The advantages of the one-stop shop have long been recognized in the retailing and services industries. Similar advantages would also be realized for the biofuels industry with the development of a “one-pot” processing system in which sugars could be extracted from biomass and turned into fuels in a single vat. A major step forward in this goal has now been achieved by researchers with the U.S. Dept. of Energy (DOE)’s Joint BioEnergy Institute (JBEI) who report the first demonstration of a one-pot, wash-free process for the ionic liquid pretreatment and saccharification of switchgrass, one of the leading potential biofuel feedstocks.
“By combining ionic liquid pretreatment and saccharification into a single vessel we eliminate the excessive use of water and waste disposal currently associated with washing biomass that is pretreated with ionic liquids,” says chemical engineer Blake Simmons who heads JBEI’s Deconstruction Div. “We also drastically simplify the downstream sugar/lignin recovery process and enable the ionic liquid to be recycled; all factors that help drive down biofuel production costs.”
Simmons is one of the authors of a paper describing this research in Green Chemistry. Seema Singh, Dir. of JBEI’s Biomass Pretreatment Program, is the corresponding author. Other co-authors are Jian Shi, John Gladden, Noppadon Sathitsuksanoh, Pavan Kambam, Lucas Sandoval, Debjani Mitra, Sonny Zhang, Anthe George and Steven Singer.
Advanced biofuels made from cellulosic sugars stored in the biomass of grasses and other non-food crops and agricultural waste could substantially reduce the use of the fossil fuels responsible for the release of nearly nine billion metric tons of excess carbon into the atmosphere each year. More than a billion tons of biomass are produced annually in the U.S. alone and fuels from this biomass could be clean, green and renewable substitutes for gasoline, diesel and jet fuel on a gallon-for-gallon basis. Unlike ethanol, transportation fuels from biomass can be directly dropped into today’s engines and infrastructures without impacting performance.
If advanced biofuels are to be a commercial success, however, they must be cost-competitive with fossil fuels, which means economic technologies must be developed for extracting fermentable sugars from cellulosic biomass and synthesizing them into fuels as well as other valuable chemical products. Unlike the simple sugars in corn grain, the complex polysaccharides in biomass are deeply embedded within a tough woody material called lignin. In their efforts to develop cost-effective ways to deconstruct cellulosic biomass into fuel sugars, Simmons, Singh and their JBEI colleagues have focused on pretreatments of the biomass with ionic liquids. The ionic liquids that have emerged from this JBEI effort as a benchmark for biomass processing are imidazolium-based molten salts.

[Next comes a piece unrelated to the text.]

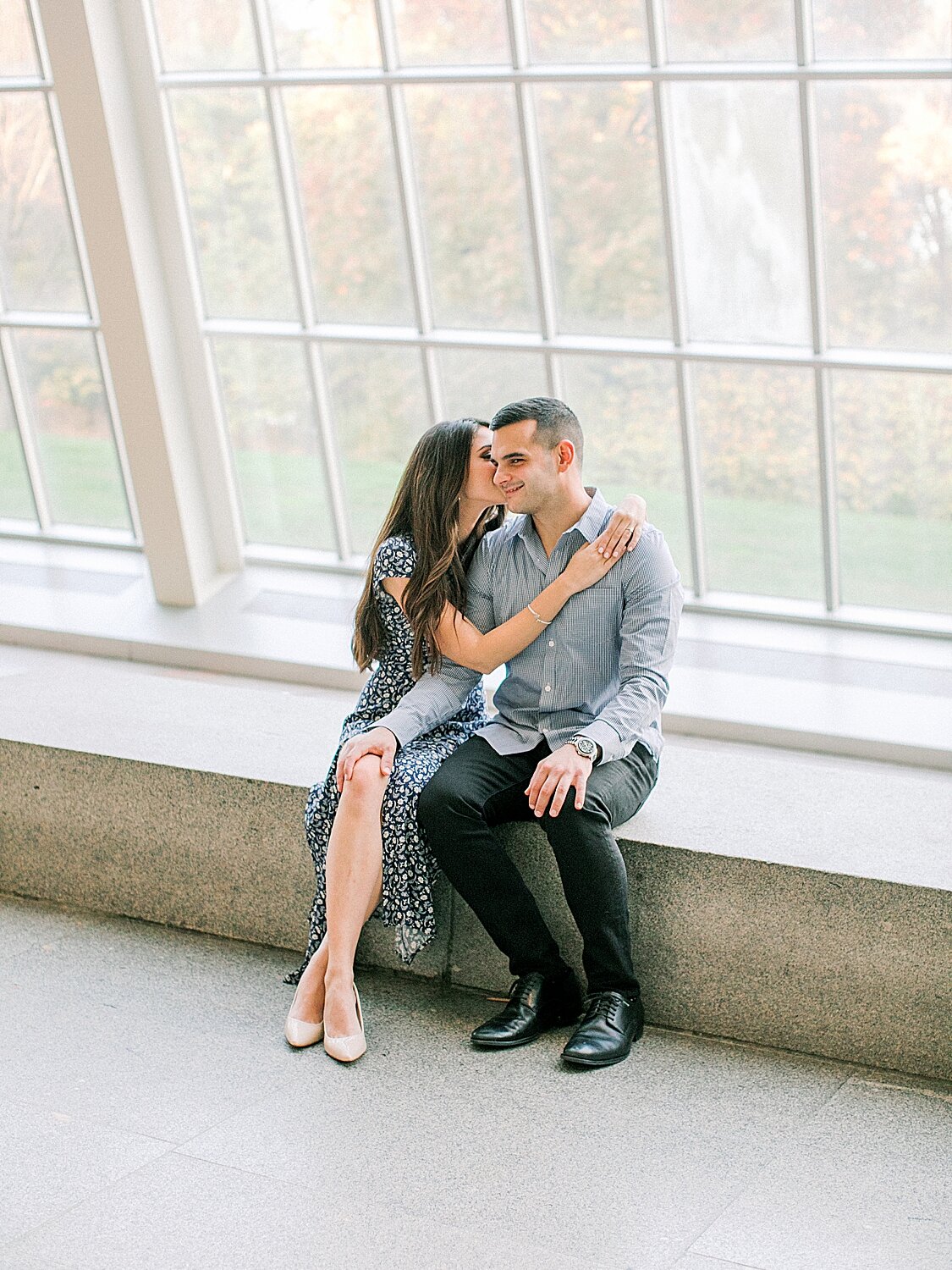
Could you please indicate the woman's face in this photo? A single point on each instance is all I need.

“Imidazolium is the most effective known ionic liquid for breaking down cellulosic biomass for enzymatic hydrolysis into fermentable sugars,” Singh says. “However, imidazolium, like other ionic liquids, can inhibit the commercial enzyme cocktails now used for the saccharification of cellulosic biomass and must therefore be removed by substantial amounts of water after the pretreatment. The recycling and waste disposal costs associated with this required washing pose a significant challenge for the commercial scale-up of ionic liquid pretreatment technology.”
To meet this challenge, JBEI researchers led by John Gladden, deputy dir. for fungal biotechnology, developed a compost-derived consortium of bacterium adapted to grow on switchgrass. They dubbed this consortium “Jtherm,” and it consists of several species of thermophiles, microbes that thrive at extremely high temperatures and alkaline conditions.
“Jtherm is both an ionic liquid and heat tolerant cellulase cocktail that can liberate sugars from biomass in the presence of up to 20% ionic liquids,” Gladden says.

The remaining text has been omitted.